Approximately 12,000 mourners attended a final tribute yesterday to the Penn State Nittany Lions’ beloved long-time leader, who was born in Flatbush, grew up in Marine Park, attended Good Shepherd Roman Catholic School and church (1950 Batchelder Street), and was credited with being the winningest coach in NCAA Division I history.

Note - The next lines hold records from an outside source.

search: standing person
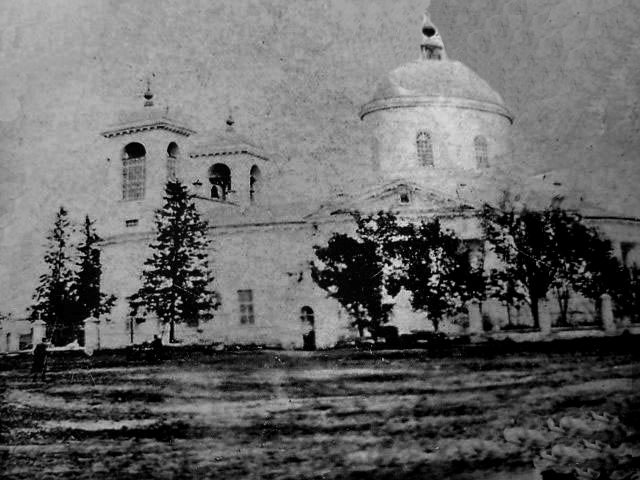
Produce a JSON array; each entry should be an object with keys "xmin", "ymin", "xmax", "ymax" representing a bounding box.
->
[
  {"xmin": 151, "ymin": 335, "xmax": 163, "ymax": 362},
  {"xmin": 31, "ymin": 338, "xmax": 48, "ymax": 382}
]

Take that, Vince Lombardi.

Area residents, including 83-year-old perennial newspaper letter writer George Najarian, shared their thoughts with The Daily News on growing up with JoePa, whose other impressive achievement included being a graduate of Brown University, part of the Ivy League, in Providence, Rhode Island:

“I just feel terrible that he died,” said George Najarian, 83, who grew up near Paterno on E. 28th St. and played football with him on the lawns in the neighborhood.
“He was always a kind fellow.”

The revered coach-turned-philanthropist was fired this past November when it was revealed that his long-time assistant coach at Penn State, Gerald “Jerry” Sandusky, was charged with 40 counts of sexual abuse against young boys over a 15-year-period. According to some, upon the revelation of accusations leveled against Sandusky, Paterno did not do enough to get law enforcement involved.

In a related twist, just weeks before the Sandusky news dominated headlines, police arrested the stroke-addled Monsignor Thomas Brady, a much-loved cleric of 20 years at Good Shepherd, for allegations of “inappropriate sexual contact” with teenage boys.

Retiring in 2009 due to debilitating health, in addition to several strokes, Msgr. Brady is also undergoing chemotherapy for lung cancer, the same illness Paterno succumbed to.